Il commissario traccia il bilancio dei lavori negli edifici di culto in provincia: «Stiamo accelerando»

TERAMO. Sono 181 le chiese della provincia di Teramo danneggiate dal sisma del Centro Italia. Di queste, 21 sono state riaperte al termine dei lavori di restauro, riparazione e rafforzamento antisismico. Il totale degli interventi previsti attraverso le varie programmazioni che si sono succedute negli da parte della struttura commissariale post-terremoto è pari a 91, per un finanziamento programmato di 45,8 milioni di euro. In base ai dati più aggiornati, gli interventi attualmente in corso sono 15, mentre 26 sono quelli in attesa di approvazione da parte degli enti preposti: per tutti questi è prevista la cantierizzazione entro la primavera del 2024.

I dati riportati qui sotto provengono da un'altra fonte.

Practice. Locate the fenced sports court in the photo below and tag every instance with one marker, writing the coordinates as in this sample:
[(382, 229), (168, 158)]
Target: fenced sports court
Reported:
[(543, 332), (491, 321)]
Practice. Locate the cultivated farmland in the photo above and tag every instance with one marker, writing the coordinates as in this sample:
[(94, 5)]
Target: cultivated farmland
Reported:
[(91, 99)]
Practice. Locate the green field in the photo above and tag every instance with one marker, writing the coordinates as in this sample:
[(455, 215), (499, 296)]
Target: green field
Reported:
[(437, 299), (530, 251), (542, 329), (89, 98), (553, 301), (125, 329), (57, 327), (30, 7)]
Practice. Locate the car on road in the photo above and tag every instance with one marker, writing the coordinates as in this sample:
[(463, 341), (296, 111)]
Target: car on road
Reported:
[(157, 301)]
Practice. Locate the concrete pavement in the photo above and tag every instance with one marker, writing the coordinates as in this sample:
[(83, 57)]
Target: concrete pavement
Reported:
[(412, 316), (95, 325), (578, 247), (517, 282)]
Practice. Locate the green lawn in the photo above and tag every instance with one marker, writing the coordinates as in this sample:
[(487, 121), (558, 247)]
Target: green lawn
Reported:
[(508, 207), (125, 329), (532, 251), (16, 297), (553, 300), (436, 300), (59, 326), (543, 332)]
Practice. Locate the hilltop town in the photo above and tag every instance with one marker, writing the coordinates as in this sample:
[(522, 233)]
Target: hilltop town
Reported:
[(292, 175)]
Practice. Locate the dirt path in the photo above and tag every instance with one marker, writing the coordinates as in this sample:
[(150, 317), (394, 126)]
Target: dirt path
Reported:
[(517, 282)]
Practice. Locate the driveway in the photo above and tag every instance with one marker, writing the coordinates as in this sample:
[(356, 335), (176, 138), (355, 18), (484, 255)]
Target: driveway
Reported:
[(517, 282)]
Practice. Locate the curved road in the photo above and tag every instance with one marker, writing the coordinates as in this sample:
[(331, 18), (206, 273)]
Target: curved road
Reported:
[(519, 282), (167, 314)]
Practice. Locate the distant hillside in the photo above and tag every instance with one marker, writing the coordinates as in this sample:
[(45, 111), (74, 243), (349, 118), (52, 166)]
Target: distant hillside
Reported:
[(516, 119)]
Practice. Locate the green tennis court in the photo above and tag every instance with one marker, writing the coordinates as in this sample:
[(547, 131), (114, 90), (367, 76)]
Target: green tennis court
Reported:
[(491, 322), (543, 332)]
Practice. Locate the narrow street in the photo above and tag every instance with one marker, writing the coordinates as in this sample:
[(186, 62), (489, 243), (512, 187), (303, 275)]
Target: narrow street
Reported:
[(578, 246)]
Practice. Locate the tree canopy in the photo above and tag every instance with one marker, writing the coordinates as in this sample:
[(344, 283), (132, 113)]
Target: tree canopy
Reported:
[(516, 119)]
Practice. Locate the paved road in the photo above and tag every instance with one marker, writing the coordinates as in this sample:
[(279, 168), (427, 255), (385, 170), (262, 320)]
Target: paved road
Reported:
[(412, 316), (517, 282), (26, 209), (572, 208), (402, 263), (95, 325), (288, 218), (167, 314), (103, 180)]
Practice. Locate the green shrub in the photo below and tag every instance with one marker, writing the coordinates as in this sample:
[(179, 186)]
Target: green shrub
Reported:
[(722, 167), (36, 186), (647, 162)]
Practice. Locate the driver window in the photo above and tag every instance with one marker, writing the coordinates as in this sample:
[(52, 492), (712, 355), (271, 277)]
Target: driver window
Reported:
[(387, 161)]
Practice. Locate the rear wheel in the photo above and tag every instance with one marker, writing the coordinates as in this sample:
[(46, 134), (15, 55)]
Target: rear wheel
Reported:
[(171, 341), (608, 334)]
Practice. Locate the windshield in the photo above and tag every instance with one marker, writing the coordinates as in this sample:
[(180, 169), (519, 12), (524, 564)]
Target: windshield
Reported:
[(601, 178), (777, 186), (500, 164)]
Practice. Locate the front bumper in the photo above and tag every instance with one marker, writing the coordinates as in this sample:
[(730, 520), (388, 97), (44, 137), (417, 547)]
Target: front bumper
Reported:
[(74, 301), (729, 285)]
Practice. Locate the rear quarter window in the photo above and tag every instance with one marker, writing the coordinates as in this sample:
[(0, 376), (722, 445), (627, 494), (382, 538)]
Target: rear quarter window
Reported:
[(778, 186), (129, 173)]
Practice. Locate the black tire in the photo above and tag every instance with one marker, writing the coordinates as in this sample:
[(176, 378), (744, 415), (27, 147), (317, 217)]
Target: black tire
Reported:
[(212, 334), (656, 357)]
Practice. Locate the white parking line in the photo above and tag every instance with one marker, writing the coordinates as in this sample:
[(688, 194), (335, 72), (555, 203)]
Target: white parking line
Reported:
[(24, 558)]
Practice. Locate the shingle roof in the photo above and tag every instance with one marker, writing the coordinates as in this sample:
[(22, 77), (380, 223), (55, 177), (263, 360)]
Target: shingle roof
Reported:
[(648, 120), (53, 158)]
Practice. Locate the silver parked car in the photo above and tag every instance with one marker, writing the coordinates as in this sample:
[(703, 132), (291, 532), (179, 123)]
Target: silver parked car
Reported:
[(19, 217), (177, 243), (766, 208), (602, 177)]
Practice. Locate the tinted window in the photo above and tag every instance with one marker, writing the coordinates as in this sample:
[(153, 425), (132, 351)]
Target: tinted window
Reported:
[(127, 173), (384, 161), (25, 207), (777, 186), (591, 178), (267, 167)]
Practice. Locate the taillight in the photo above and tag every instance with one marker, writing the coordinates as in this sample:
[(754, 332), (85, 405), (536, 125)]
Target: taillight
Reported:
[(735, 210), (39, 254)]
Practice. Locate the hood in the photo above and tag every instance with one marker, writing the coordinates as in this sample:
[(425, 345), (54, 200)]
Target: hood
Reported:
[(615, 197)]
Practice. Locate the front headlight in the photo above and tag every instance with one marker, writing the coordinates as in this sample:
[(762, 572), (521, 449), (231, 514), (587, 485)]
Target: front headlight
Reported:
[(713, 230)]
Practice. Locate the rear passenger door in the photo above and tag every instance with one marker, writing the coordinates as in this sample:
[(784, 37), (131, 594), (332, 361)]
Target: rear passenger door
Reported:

«Tra gli edifici di culto del teramano che sono tornati ad ospitare i fedeli c’è anche Santa Maria Assunta, la prima cattedrale riaperta nel cratere dopo il sisma del 2016, che ieri è tornata a ospitare, dopo il restauro, il mirabile polittico di Jacobello del Fiore», sottolinea il commissario per la riparazione e la ricostruzione post-sisma del Centro Italia Guido Castelli, «da Ieri pomeriggio, poi, alle chiese del teramano riparte al culto se n’è aggiunta un’altra di particolare importanza per questa città. Si tratta della trecentesca chiesa di San Domenico, di cui sono stati conclusi i lavori di riparazione e rafforzamento». Il commissario, insieme al presidente della Regione Marco Marsilio, si è collegato in diretta durante la cerimonia in duomo per portare il suo saluto in occasione della riesposizione al pubblico del polittico appena restaurato. «È stato un vero piacere», rileva Castelli, «aver potuto partecipare insieme al ministro Gennaro Sangiuliano, al presidente Marsilio e a tutta la cittadinanza a questa giornata particolarmente significativa di rinascita, che mette in evidenza i valori artistici, culturali e spirituali di Teramo. Per gli edifici di culto, così come per la ricostruzione pubblica e privata, l’obiettivo è quello di continuare a lavorare in sinergia, a una velocità sempre crescente, per tornare a dare a Teramo e al suo territorio una condizione di piena normalità. A tale riguardo è doveroso sottolineare l'importanza della collaborazione costante con il presidente Marsilio, decisivo nella gestione del percorso di ricostruzione».